State, 312 Ga. 471, 479 n. 8 (863 SE2d 159) (2021) (citation and
punctuation omitted).
(b) Munn further contends that his trial counsel was ineffective
in failing to request a mistrial after the trial court ordered that
Munn remain shackled in front of the jury.
“[N]o person should be tried while shackled . . . except as a last
resort.” Illinois v. Allen, 397 U.S. 337, 344 (I) (90 SCt 1057, 25 LE2d
353) (1970). But the court has the discretion to resort to shackling,
under some circumstances, where “an essential state interest [is]
furthered . . . [and where] less restrictive, less prejudicial methods
of restraint were considered.” Hill v. State, 308 Ga. 638, 644 (1) (a)

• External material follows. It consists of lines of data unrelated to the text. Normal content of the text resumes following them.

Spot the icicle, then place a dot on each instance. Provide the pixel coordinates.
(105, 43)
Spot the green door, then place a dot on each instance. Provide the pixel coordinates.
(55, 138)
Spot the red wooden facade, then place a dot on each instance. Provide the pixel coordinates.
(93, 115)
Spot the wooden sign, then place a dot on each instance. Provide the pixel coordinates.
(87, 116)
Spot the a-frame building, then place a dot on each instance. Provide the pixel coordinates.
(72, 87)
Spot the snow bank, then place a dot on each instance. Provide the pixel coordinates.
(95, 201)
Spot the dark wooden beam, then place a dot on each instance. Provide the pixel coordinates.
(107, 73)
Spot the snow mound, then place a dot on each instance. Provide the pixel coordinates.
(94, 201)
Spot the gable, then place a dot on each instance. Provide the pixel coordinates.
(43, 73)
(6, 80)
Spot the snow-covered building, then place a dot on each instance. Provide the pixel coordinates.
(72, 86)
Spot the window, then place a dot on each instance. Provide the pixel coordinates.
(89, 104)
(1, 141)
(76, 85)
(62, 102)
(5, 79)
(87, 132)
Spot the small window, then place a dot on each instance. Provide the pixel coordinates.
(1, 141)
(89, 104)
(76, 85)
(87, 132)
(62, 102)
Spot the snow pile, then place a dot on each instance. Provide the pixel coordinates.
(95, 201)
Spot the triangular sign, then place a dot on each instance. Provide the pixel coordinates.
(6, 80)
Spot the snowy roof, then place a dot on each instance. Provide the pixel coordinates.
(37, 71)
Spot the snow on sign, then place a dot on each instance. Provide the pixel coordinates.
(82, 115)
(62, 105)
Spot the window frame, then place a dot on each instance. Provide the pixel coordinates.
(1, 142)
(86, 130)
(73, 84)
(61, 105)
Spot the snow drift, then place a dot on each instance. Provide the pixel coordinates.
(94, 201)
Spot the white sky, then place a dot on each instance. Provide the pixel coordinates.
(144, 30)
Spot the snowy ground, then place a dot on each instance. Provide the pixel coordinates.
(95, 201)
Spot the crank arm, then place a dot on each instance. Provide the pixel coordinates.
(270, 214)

(842 SE2d 853) (2020) (citations and punctuation omitted). As the
trial court explained in denying Munn’s claim that his due process
rights were violated by his shackling at trial: Munn weighed
approximately 270 pounds and was over six feet tall; he was not
seated at the table closest to the jury; there was concern that “what
28
had previously happened [i.e., Munn’s sudden loss of temper when
Chambers asked him to slow down] could be repeated in some
fashion”; Munn’s “temper was simmering under the surface”

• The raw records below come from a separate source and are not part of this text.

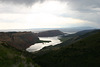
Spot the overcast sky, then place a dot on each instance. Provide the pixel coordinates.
(25, 14)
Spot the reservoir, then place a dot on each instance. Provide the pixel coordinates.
(38, 46)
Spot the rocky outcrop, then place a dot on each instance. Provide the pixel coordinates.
(50, 33)
(19, 40)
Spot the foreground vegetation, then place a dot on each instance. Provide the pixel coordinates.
(83, 53)
(11, 57)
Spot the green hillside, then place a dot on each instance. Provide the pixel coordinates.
(83, 53)
(11, 57)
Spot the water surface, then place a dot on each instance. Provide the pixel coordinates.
(38, 46)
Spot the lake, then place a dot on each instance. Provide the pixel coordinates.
(38, 46)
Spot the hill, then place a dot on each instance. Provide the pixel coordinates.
(11, 57)
(19, 40)
(82, 53)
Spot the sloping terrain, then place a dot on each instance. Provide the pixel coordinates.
(83, 53)
(11, 57)
(19, 40)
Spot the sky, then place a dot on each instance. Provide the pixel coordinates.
(27, 14)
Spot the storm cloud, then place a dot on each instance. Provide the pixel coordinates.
(86, 12)
(21, 2)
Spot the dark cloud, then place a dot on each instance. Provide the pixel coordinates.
(21, 2)
(85, 9)
(83, 5)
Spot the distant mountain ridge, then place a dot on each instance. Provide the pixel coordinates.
(50, 33)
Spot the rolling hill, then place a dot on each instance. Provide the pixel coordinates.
(82, 53)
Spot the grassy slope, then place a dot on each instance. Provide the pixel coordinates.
(84, 53)
(11, 57)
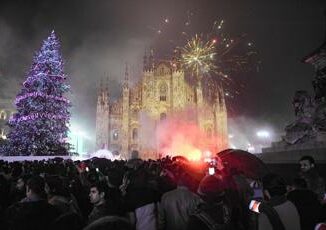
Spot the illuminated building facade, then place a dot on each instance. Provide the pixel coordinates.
(162, 92)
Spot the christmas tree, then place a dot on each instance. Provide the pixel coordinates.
(40, 125)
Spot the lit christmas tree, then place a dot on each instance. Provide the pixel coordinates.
(40, 125)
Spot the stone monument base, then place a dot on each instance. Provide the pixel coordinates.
(292, 155)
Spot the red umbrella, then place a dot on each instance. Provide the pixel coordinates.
(245, 162)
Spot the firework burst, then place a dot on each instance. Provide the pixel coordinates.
(198, 56)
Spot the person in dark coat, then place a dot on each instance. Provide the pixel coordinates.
(213, 212)
(104, 205)
(33, 212)
(307, 203)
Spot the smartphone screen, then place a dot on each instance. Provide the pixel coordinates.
(211, 170)
(254, 206)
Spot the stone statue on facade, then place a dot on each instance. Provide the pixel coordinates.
(301, 130)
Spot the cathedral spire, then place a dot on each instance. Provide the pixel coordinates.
(126, 80)
(145, 67)
(151, 62)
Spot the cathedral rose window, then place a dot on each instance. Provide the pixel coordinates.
(163, 91)
(115, 135)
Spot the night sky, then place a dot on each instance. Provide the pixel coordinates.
(98, 37)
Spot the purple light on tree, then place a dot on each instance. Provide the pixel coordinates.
(41, 122)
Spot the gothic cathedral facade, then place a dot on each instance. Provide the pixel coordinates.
(162, 91)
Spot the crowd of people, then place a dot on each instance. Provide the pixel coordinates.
(163, 194)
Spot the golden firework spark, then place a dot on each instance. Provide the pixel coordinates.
(198, 55)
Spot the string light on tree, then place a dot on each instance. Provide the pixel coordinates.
(40, 125)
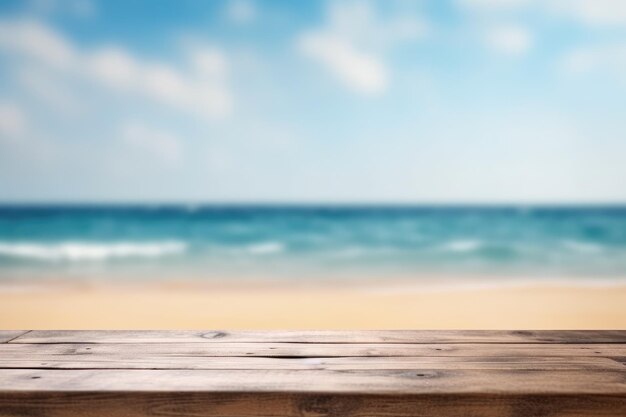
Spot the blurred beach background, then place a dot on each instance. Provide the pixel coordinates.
(334, 164)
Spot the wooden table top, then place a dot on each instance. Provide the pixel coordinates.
(313, 373)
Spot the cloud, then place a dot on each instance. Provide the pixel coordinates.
(199, 87)
(241, 12)
(50, 90)
(30, 39)
(588, 12)
(494, 5)
(164, 145)
(12, 120)
(592, 12)
(353, 42)
(362, 72)
(511, 40)
(608, 60)
(78, 8)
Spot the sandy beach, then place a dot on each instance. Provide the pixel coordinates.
(183, 305)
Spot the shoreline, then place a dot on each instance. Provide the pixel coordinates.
(254, 304)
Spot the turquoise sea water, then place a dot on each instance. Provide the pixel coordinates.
(305, 242)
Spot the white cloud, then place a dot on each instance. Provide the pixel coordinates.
(12, 120)
(592, 12)
(50, 90)
(161, 144)
(199, 87)
(353, 43)
(34, 40)
(362, 72)
(589, 12)
(494, 5)
(599, 59)
(78, 8)
(510, 39)
(241, 12)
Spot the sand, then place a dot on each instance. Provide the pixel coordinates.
(401, 305)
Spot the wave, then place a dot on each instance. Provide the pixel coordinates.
(462, 245)
(265, 248)
(582, 247)
(87, 251)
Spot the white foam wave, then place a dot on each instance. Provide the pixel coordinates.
(582, 247)
(87, 251)
(462, 245)
(266, 248)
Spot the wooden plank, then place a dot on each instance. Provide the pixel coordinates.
(52, 361)
(371, 336)
(15, 350)
(8, 335)
(104, 404)
(431, 381)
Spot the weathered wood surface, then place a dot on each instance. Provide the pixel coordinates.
(321, 373)
(9, 335)
(325, 336)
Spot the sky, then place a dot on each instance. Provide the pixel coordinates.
(425, 101)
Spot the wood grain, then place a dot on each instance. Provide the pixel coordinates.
(325, 373)
(100, 404)
(293, 336)
(305, 350)
(483, 382)
(52, 361)
(9, 335)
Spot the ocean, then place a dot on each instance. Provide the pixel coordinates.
(310, 242)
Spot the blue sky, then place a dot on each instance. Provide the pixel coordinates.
(508, 101)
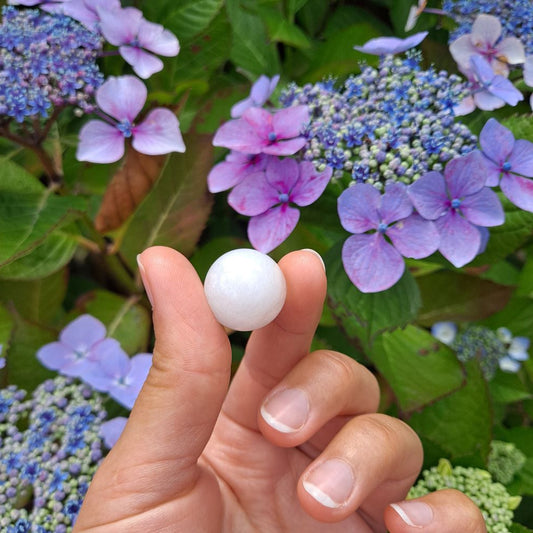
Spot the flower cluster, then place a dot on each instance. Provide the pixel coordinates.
(395, 122)
(492, 349)
(50, 449)
(493, 500)
(46, 62)
(504, 461)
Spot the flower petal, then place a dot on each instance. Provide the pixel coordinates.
(483, 208)
(269, 230)
(159, 133)
(122, 97)
(372, 264)
(519, 191)
(253, 196)
(311, 184)
(100, 142)
(459, 240)
(414, 237)
(428, 194)
(358, 208)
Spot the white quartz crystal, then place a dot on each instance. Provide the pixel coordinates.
(245, 289)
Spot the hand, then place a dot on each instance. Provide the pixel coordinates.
(295, 443)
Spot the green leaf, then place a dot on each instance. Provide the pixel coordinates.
(125, 320)
(364, 316)
(418, 369)
(459, 297)
(38, 300)
(175, 211)
(48, 257)
(461, 423)
(251, 50)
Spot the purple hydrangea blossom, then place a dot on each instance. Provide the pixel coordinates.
(489, 91)
(458, 202)
(259, 131)
(372, 262)
(509, 163)
(259, 95)
(117, 374)
(75, 352)
(111, 430)
(234, 169)
(485, 41)
(122, 99)
(267, 197)
(138, 40)
(391, 45)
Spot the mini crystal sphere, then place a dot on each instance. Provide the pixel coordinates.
(245, 289)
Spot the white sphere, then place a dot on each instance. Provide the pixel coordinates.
(245, 289)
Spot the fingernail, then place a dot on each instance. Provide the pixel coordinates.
(286, 410)
(316, 253)
(144, 279)
(414, 513)
(331, 483)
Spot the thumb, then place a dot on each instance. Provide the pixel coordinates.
(443, 511)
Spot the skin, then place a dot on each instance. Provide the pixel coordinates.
(197, 454)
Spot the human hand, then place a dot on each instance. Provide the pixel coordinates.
(295, 443)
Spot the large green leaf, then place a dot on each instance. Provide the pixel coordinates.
(363, 316)
(124, 318)
(458, 297)
(418, 369)
(461, 423)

throughout the trial despite his apology to the court after he
slammed the holding cell door; and Munn had a previous conviction
for aggravated assault against his own mother. Moreover, there was
no evidence that the shackling would impair Munn’s ability to confer
with his counsel. The trial court further determined that there was
no evidence that the jury could see Munn’s shackles under the table
because his hands could be kept below the table and his waist was
hidden by the table and others sitting between him and the jury.
And the configuration of the courtroom as described in the record
supports this finding. Thus, the trial court did not abuse “its
discretion in ordering that the defendant be restrained as a
preventative security measure.” Kitchen v. State, 263 Ga. 629, 629-
30 (1) (436 SE2d 645) (1993). Compare Hill, 308 Ga. at 645-46 (1) (a)

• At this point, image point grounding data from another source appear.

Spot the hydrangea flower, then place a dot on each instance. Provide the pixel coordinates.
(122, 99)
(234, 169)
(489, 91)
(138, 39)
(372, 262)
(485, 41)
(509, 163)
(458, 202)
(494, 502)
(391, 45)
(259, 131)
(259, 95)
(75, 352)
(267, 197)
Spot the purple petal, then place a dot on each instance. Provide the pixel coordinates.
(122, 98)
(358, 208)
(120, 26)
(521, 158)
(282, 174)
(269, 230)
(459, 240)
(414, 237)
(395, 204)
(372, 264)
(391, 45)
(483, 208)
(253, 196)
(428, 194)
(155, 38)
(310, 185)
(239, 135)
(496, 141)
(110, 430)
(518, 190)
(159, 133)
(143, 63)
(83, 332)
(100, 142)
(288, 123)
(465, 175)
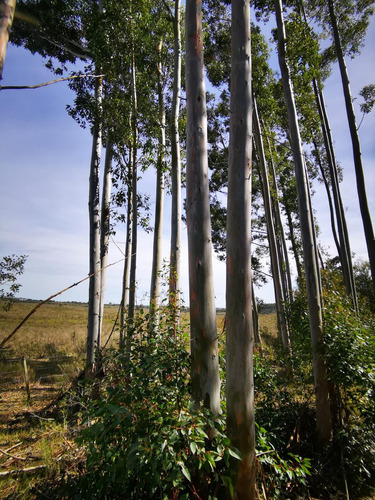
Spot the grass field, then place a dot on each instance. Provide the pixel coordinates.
(35, 448)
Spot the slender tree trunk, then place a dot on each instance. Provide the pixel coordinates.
(345, 252)
(361, 186)
(275, 264)
(127, 253)
(159, 208)
(133, 260)
(280, 228)
(329, 197)
(255, 315)
(94, 220)
(204, 346)
(174, 279)
(105, 228)
(293, 238)
(323, 412)
(239, 327)
(7, 8)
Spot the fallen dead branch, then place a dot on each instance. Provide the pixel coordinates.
(12, 456)
(6, 340)
(27, 470)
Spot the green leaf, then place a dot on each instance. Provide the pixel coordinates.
(185, 471)
(193, 447)
(234, 453)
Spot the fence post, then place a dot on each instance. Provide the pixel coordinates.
(27, 381)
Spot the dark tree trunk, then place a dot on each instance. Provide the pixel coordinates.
(204, 346)
(7, 8)
(239, 325)
(94, 222)
(175, 257)
(361, 185)
(310, 251)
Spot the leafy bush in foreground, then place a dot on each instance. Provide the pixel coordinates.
(143, 441)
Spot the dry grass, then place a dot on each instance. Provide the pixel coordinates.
(55, 329)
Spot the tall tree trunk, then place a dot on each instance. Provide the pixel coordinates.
(329, 197)
(357, 155)
(204, 345)
(105, 228)
(7, 8)
(323, 412)
(345, 252)
(94, 220)
(127, 253)
(159, 207)
(280, 228)
(239, 326)
(275, 264)
(133, 260)
(174, 279)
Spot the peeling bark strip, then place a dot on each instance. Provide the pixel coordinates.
(204, 346)
(239, 327)
(323, 412)
(159, 206)
(7, 8)
(271, 233)
(174, 279)
(94, 220)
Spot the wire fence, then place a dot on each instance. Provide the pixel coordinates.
(15, 370)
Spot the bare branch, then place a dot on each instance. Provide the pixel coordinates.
(39, 85)
(6, 340)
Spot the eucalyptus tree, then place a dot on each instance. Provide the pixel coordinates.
(274, 254)
(239, 324)
(175, 252)
(7, 9)
(204, 345)
(347, 23)
(105, 227)
(323, 411)
(306, 63)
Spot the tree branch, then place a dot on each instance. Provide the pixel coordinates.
(6, 340)
(39, 85)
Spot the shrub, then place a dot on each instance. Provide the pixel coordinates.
(143, 440)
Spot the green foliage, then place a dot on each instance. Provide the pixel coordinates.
(349, 351)
(11, 266)
(281, 476)
(368, 94)
(142, 439)
(364, 286)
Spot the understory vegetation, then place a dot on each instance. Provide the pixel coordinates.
(142, 438)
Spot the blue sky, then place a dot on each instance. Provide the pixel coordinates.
(44, 165)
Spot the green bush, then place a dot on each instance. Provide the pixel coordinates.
(142, 438)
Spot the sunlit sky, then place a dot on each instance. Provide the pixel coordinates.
(44, 164)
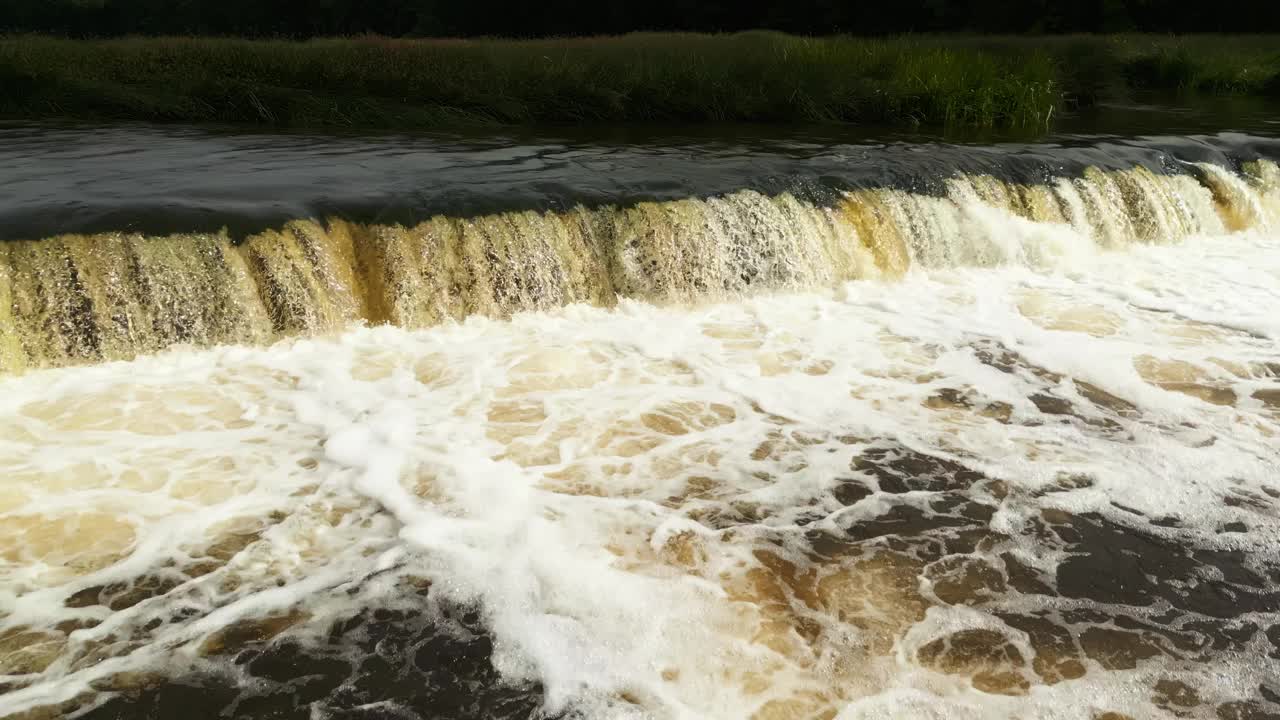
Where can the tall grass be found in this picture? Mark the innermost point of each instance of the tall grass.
(362, 82)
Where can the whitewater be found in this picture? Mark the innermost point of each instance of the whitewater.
(1001, 458)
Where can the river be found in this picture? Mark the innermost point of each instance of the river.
(639, 424)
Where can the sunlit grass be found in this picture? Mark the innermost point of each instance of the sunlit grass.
(929, 81)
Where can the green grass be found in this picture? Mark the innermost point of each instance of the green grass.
(371, 82)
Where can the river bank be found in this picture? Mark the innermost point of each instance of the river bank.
(373, 82)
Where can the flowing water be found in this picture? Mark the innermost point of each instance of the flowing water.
(807, 431)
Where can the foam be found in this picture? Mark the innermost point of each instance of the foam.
(631, 495)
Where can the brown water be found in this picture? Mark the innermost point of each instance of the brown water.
(839, 436)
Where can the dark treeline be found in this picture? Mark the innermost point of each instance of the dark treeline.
(525, 18)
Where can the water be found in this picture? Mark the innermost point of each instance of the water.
(781, 432)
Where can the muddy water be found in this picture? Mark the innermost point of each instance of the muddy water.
(997, 450)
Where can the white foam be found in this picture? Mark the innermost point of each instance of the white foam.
(534, 466)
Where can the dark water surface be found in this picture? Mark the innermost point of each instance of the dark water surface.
(174, 178)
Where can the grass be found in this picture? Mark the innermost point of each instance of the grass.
(373, 82)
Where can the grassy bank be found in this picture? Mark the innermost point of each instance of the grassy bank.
(370, 82)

(trial court abused its discretion by requiring defendant to be visibly
shackled where defendant was acting pro se and was shackled
29
throughout entire trial and where trial court based its decision on
hearsay and failed to make “individualized findings on the record in
support of [the shackles]”). Because the trial court did not abuse its
discretion when it ordered Munn to be shackled, “trial counsel
cannot be ineffective for failing to make a meritless motion.” Cox,
306 Ga. at 741 (2) (b) (trial counsel not ineffective for failing to move
for mistrial where “mistrial was not mandated” (citation omitted)).14
Judgment affirmed. All the Justices concur.
14 Munn does not argue that the errors we assume for purposes of
analysis in this opinion, though individually harmless, nevertheless
cumulatively resulted in harm, and we discern no apparent cumulative
prejudice on this record. See State v. Lane, 308 Ga. 10, 18 (1) (838 SE2d 808)
(2020) (“[A] defendant who wishes to take advantage of the [cumulative error
rule] should explain to the reviewing court just how he was prejudiced by the
cumulative effect of multiple errors.”).